No tengo final para este envío. Tal vez rescatar como para redondear esta idea última lo que pasó el lunes con las mañanas de Radio Con Vos. La lógica de los medios ya las conocemos, pero sigue siendo importante y distintivo cómo el compañerismo hace la diferencia. Como hace la diferencia visibilizar los destratos, traer al aire a los que no salen al aire y la están pasando mal. Saber ocupar los lugares que nos tocan y hacernos cargo de algo. Poner la cara, poner palabras, aunque no podamos resolver ni evitar, lo que se va rompiendo por lo bajo puede encontrar arreglos cuando tenemos esos gestos.

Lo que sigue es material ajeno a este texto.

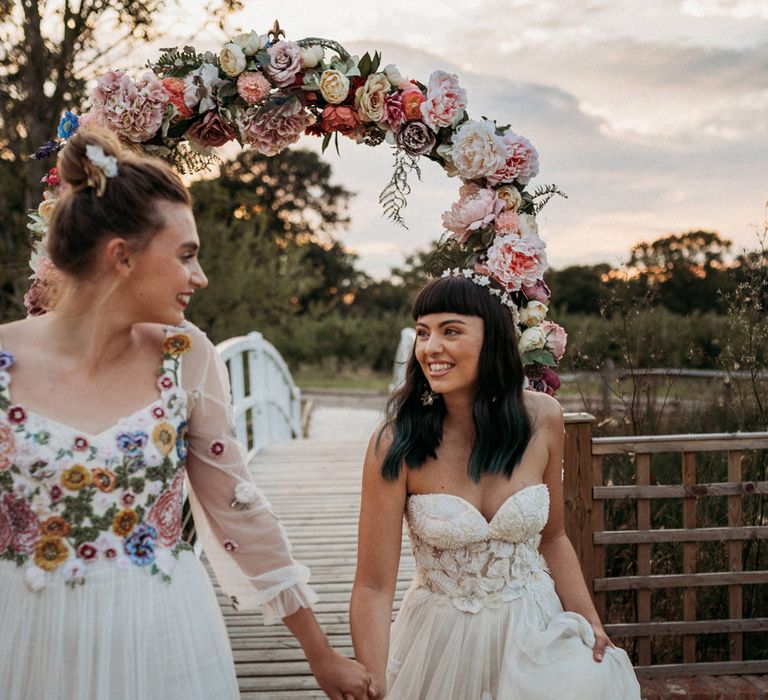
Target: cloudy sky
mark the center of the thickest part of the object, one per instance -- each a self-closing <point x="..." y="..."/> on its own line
<point x="651" y="114"/>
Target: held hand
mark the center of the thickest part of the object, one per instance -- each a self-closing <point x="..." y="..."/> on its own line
<point x="340" y="677"/>
<point x="601" y="642"/>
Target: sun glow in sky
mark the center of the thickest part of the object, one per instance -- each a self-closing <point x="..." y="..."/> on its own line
<point x="651" y="114"/>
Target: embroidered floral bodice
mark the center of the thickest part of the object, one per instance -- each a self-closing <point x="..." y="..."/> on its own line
<point x="72" y="503"/>
<point x="473" y="562"/>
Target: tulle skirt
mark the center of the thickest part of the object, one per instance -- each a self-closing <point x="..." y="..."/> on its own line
<point x="123" y="634"/>
<point x="526" y="648"/>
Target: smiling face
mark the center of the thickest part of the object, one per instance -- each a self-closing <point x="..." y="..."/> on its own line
<point x="448" y="347"/>
<point x="166" y="273"/>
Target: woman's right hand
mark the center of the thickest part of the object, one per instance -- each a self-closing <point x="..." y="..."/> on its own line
<point x="341" y="678"/>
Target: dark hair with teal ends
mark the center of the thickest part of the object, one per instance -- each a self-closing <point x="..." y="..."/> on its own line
<point x="502" y="425"/>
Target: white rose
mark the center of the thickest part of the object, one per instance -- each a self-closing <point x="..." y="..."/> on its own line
<point x="34" y="577"/>
<point x="533" y="314"/>
<point x="477" y="150"/>
<point x="510" y="196"/>
<point x="312" y="55"/>
<point x="252" y="43"/>
<point x="46" y="209"/>
<point x="334" y="86"/>
<point x="394" y="76"/>
<point x="369" y="99"/>
<point x="232" y="59"/>
<point x="532" y="339"/>
<point x="528" y="226"/>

No es lo mismo que se pierda la mirada humana y trabajadora del otro a que sea lo que se destaca, lo que ordena las formas en las que nos relacionamos, lo que se pone por delante de cualquier proyecto que tengamos. Fue muy genial ver a las estrellas de la radio hablando de lo muy maltratados que fueron algunos de los despedidos que trabajan del otro lado del aire. Que algunas de esas estrellas también hayan recibido recortes y elijan correrse, salirse todo el tiempo del centro, para recordar que hay otros pasándola mal en serio, y no solo por un despido, sino por la forma, y que hay otros no despedidos que también la están pasando mal no solo por las formas, sino por la precarización laboral, salarios horribles y pagas que llegan a destiempo.
Entonces, no sé cómo terminar este texto pero de todas formas vuelvo al principio una y otra vez: nunca es suficiente cuánto hablamos de lo precarizados que estamos mientras lo estamos. Ojalá en algún momento nos escuchemos y la escucha nos lleve a otro lado.